By studying the molecular mechanisms underlying diet-induced changes in lipid metabolism and lipid droplet dynamics in C. elegans, researchers can gain insights into the pathophysiology of metabolic disorders in higher organisms. These findings may inform the development of novel therapeutic strategies and dietary interventions for managing and preventing metabolic diseases in humans.

Given the central role of phosphatidylcholine in mediating the dietary effects on lipid metabolism, are there other nutrients or dietary components that could modulate PC synthesis pathways to similarly impact lipid homeostasis?

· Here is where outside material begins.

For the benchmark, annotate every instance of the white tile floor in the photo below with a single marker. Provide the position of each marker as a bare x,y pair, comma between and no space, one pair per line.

While phosphatidylcholine (PC) plays a central role in mediating the dietary effects on lipid metabolism, there are other nutrients and dietary components that can modulate PC synthesis pathways and impact lipid homeostasis in a similar manner. Some of these nutrients and components include:

Choline: Choline is a precursor for PC synthesis and is essential for maintaining adequate levels of PC in cells. Dietary choline intake can influence PC synthesis pathways and impact lipid metabolism by regulating the availability of phosphocholine for PC biosynthesis.

Methionine: Methionine is involved in the one-carbon metabolism pathway, which contributes to the synthesis of S-adenosyl methionine (SAM), a key methyl donor for PC synthesis. Dietary methionine levels can affect the SAM-PC axis and modulate lipid metabolism through the regulation of PC levels.

Vitamin B6: Vitamin B6 is a cofactor for enzymes involved in amino acid metabolism and transsulfuration pathways, which are interconnected with PC synthesis pathways. Adequate levels of vitamin B6 are essential for maintaining optimal PC synthesis and lipid homeostasis.

Omega-3 Fatty Acids: Omega-3 fatty acids, such as EPA and DHA, have been shown to influence PC synthesis and lipid metabolism. These fatty acids can impact the composition of membrane phospholipids, including PC, and modulate lipid droplet dynamics and lipid storage in cells.

By considering the interplay between these nutrients and dietary components with PC synthesis pathways, researchers can uncover additional mechanisms by which diet influences lipid metabolism and homeostasis. Understanding the role of these factors in modulating lipid pathways can provide insights into novel dietary interventions and therapeutic strategies for managing lipid-related disorders.